While precise control of the phenotype appears difficult, it is clear that rapid evolution is possible in a different part of the phenotype space. When ΦX174+ is grown on hosts lacking the cofactor slyD, it does not lyse detectably, yet the adapted phage attains an lysis interval on the slyD-defective hosts indistinguishable from that of a virus adapted to normal hosts. This is similar to the pattern seen in T7, which can recover from complete genetic ablation of lysis but cannot reach the predicted optimum [17, 49]. Interestingly, despite the ability of ΦX174 to recover lysis on slyD-defective hosts, genetic details are relevant here as well; the coding mutations seen in our adaptations were the same as those previously found in another study , demonstrating a limited number of paths to maximal recovery and thus the possibility for constraint.
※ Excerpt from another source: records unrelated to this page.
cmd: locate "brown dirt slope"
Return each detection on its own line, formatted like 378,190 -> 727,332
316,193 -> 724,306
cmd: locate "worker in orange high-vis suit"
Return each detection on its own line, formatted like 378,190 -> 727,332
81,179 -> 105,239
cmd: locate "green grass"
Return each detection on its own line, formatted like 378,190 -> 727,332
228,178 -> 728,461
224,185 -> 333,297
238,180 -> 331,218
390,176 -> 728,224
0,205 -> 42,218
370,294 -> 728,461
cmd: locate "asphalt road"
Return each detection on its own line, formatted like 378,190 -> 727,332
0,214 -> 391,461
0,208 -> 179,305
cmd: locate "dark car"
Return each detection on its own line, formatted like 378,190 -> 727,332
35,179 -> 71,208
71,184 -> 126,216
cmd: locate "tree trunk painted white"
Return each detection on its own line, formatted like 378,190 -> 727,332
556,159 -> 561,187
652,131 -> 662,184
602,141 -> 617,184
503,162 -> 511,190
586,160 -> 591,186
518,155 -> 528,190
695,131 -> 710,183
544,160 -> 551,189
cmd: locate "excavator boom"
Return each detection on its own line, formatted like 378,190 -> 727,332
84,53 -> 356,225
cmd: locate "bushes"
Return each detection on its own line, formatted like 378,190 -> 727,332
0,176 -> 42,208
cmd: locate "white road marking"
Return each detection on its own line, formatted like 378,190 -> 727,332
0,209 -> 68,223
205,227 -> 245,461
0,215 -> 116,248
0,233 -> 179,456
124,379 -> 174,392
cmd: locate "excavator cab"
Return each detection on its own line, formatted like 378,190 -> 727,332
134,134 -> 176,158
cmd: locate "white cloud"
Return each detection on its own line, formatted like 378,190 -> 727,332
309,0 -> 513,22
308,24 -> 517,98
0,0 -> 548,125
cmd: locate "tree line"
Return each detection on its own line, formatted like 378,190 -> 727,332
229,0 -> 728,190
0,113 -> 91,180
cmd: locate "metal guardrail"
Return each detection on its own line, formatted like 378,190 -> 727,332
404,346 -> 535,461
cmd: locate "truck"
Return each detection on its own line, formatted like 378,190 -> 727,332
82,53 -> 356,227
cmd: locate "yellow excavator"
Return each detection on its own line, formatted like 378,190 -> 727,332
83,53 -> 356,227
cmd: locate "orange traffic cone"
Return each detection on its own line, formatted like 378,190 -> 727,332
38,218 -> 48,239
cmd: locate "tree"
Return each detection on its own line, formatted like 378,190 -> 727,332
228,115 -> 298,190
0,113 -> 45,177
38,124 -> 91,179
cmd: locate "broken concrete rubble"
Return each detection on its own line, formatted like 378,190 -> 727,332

It could be that the phages would have reached the optimum if allowed to adapt for longer. However, repeated evolution of ΦX174 to a common phenotypic endpoint and the observation that phenotypic evolution was rapid over other areas of phenotype space suggest that this was not the primary limit on adaptation.
Instead, constraint on lysis interval, either absolute or due to pleiotropic effects on other phenotypes, seems the most likely explanation for failure to reach the predicted optimum. This may be caused by the overlap of gene E with gene D, which is highly conserved , or by the relatively crude ΦX174 lysis mechanism . If evolution were possible but the quantitative optimality prediction itself was inaccurate, introducing major changes that would alter the optimum would lead to a different results, yet this had no effect.
A large part of the ST-1 lysis time adaptation was driven by changes in eclipse time. Phenotypes that are outside the scope of a model may frequently play a role in evolution. When optimality models are tested in nature, researchers often form conclusions after considering only the life history trait thought to be under selection. However, most life history traits, like lysis time, result from the interplay of a number of factors, which may mask the nature of adaptation.
This complexity is also evident on the genetic level. For example, ST-1 evolved to lyse closer to the optimum (shortening both its post-infection lysis time and its lysis interval) without changes in gene E, the only gene implicated in the widely accepted 1-component model for lysis in ΦX174-like phages . Other genes (A, F and H) that did evolve in ST-1 may play some heretofore unsuspected role in mediating lysis. However, it is far more likely that, as previously observed in T7 phage, genes with no direct role in cell lysis affect lysis timing by altering timing of lysis gene expression or by indirect effects on other stages of the life cycle rather than lysis mechanisms per se [17, 20, 49]. Similar interactions may make optimality predictions in other organisms more difficult.